Are detergent manufacturers one of the parties responsible for creating more awareness and transparency for sustainable fashion and textile care?

Christina: Yes, absolutely. As a detergent manufacturer, we are part of the life cycle of textiles, as our products are used once the product has been purchased. If our attitude changes in the future so that textiles “live” in our wardrobes for longer than one season, then our products will be used over a much longer period of time. For this reason, it is very important to understand new developments in the textile and fashion industry right from the outset: What does this mean for our laundry care products? What technological requirements arise from this? If we are thinking about disposal early in the process of creating textiles, it is essential that we also address the issues of care and create solutions to support these more sustainable processes.

Washing machines are also becoming more and more efficient in terms of saving resources.

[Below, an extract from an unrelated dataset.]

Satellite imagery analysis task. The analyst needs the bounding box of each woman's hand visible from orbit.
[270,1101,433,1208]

In the past, eco and cold-wash programs were a rarity, but they have been quite commonplace for a while now. Offering a variety of wash programs for different types of textile and cleaning requirements contributes to the longevity of the textiles.

One final question: How can we all keep our clothes in great condition for as long as possible?

Christina: The first and most important step is to think to yourself: For what kind of occasion do I actually use and wear this fabric? Do I wear it to the gym, while gardening, or just while I’m working at home? Once I’ve answered this question, I can pre-sort my laundry and decide on which program to use after looking at the label with the washing instructions. Do I need to use an intensive washing program with more mechanical power, or is a short program sufficient? For some garments, a cold wash at 20 degrees Celsius is sufficient, for example if they are only slightly dirty. Being attentive can also help when washing laundry. Remember, it doesn’t just protect the textiles – it’ll help the environment and your bank balance, too!

Detergents are becoming more powerful and remove stubborn stains even at low temperatures. Special product logos with the slogan “be sustainable – wash cold” on Henkel-brand detergents call on consumers to wash their clothes in a way that saves energy.